The Bank of Japan is going full steam ahead with its research into a central bank digital currency, or CBDC.
The Asahi Shimbun, a Japanese news outlet, today published an interview with Takeshi Kimura, the central bank's department director-general. It reported that Kimura said that a CBDC is a top priority for the country.
“We will move forward with discussions while pushing up the level of consideration beyond the preparatory stage,” Kimura told the publication.
A CBDC is a central bank’s version of digital cash; for the BOJ, a digital yen. According to the Bank of International Settlements, 80% of the world’s top central banks are researching them, although few rely on blockchain’s decentralized ledger (these are central banks, after all).
Kimura didn’t provide a timeline about when a BOJ CBDC might come out. And his comments don’t mean that the BOJ even intends on releasing one any time soon—it has previously said that it had no such plans. But still, the research and development progresses. Kimura said his department plans to tap the private sector for its knowledge.
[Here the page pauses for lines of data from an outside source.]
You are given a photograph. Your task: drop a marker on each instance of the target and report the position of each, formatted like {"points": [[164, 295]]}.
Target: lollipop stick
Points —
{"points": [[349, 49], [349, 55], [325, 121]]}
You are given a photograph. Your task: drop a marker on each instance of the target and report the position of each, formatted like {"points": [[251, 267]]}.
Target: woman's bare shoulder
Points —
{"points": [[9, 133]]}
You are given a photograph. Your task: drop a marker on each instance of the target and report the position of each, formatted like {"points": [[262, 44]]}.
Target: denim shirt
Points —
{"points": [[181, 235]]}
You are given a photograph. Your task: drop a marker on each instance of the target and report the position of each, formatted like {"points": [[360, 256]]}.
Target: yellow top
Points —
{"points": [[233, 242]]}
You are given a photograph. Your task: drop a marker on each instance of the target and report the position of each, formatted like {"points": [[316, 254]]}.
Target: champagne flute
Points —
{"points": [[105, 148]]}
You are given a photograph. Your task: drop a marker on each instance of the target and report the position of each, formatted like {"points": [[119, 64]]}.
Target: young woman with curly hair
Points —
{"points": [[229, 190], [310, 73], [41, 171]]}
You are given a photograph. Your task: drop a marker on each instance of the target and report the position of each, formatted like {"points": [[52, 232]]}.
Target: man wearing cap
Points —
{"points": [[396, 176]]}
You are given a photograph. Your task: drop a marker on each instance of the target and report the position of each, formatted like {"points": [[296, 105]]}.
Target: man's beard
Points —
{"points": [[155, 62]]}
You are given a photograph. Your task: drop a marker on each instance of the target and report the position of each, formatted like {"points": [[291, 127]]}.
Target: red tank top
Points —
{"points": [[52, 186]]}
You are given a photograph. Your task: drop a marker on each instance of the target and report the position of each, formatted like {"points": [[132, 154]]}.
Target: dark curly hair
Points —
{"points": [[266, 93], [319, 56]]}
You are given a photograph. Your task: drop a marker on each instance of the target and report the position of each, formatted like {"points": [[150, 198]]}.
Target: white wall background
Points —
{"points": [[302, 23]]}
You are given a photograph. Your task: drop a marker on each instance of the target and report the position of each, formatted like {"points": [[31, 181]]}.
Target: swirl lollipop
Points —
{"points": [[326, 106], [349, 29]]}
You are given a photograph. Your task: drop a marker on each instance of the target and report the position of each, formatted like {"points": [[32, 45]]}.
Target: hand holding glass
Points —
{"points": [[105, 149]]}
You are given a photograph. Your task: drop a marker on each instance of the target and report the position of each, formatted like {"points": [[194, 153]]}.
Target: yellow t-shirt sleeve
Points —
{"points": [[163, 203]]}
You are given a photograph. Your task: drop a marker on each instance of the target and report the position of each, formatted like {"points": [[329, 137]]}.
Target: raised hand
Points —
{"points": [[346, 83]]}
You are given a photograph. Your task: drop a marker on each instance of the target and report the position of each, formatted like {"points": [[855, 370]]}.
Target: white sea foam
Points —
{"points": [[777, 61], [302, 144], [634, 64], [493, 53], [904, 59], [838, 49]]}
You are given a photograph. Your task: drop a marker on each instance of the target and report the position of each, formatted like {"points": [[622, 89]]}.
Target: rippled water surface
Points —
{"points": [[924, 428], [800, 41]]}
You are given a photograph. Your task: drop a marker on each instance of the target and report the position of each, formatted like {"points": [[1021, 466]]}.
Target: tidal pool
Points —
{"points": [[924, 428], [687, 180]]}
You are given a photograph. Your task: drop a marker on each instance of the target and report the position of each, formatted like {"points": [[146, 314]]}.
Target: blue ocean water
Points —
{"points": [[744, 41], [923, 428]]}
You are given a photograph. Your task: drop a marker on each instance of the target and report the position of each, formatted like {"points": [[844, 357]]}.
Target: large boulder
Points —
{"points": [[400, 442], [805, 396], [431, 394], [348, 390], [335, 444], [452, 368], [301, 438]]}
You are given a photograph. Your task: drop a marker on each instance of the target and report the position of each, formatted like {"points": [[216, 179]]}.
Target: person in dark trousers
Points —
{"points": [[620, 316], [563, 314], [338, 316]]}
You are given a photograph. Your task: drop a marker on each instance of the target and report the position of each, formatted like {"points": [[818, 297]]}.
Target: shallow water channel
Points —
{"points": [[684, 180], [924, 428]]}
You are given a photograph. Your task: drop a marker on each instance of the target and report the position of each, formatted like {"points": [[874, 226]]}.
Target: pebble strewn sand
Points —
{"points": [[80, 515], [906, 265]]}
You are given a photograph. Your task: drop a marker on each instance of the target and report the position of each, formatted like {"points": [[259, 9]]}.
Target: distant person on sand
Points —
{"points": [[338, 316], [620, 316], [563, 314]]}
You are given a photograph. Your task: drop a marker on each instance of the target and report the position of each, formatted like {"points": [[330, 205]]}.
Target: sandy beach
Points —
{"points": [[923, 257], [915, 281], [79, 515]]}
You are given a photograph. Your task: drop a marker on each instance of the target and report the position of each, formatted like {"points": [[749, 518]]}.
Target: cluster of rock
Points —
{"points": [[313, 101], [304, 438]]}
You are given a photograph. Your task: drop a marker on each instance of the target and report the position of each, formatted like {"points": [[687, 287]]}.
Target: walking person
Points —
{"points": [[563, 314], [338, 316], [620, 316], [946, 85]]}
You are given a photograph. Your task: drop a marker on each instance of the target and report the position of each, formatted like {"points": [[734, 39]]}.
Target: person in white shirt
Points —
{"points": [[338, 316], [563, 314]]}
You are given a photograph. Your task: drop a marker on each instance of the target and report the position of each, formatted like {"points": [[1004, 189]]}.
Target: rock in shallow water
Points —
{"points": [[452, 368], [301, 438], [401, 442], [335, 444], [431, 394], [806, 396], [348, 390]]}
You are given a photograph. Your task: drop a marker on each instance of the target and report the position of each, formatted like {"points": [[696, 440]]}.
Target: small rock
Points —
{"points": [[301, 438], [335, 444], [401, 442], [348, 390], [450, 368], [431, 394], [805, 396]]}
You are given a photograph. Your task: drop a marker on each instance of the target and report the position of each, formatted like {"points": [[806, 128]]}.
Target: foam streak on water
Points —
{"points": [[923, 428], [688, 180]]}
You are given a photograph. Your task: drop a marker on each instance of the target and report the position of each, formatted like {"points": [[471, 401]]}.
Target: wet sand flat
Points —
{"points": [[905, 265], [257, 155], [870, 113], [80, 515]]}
Kimura reportedly said that a well-designed CBDC, must, at least in theory, be available for everyone at any time, even if there’s a power cut. He said a CBDC would probably go live when people stop using cash. The Asahi Shimbun pointed out that the Japanese still use lots of cash.
The BOJ’s main rival here is China, which is currently piloting its own CBDC, termed the DCEP. “China is moving toward issuing digital yuan, so we’d like to propose measures to counter such attempts,” Norihiro Nakayama, Japan’s parliamentary vice minister for foreign affairs, told Reuters in January.
In response, the Bank of Japan this month set up its own CBDC division, replacing its old team. The new division, part of the BOJ’s Payment and Settlement System and headed by Akio Okuno, will spend its days schmoozing with the European Central Bank and the Bank of England, as well as expediting the research of a CDBC.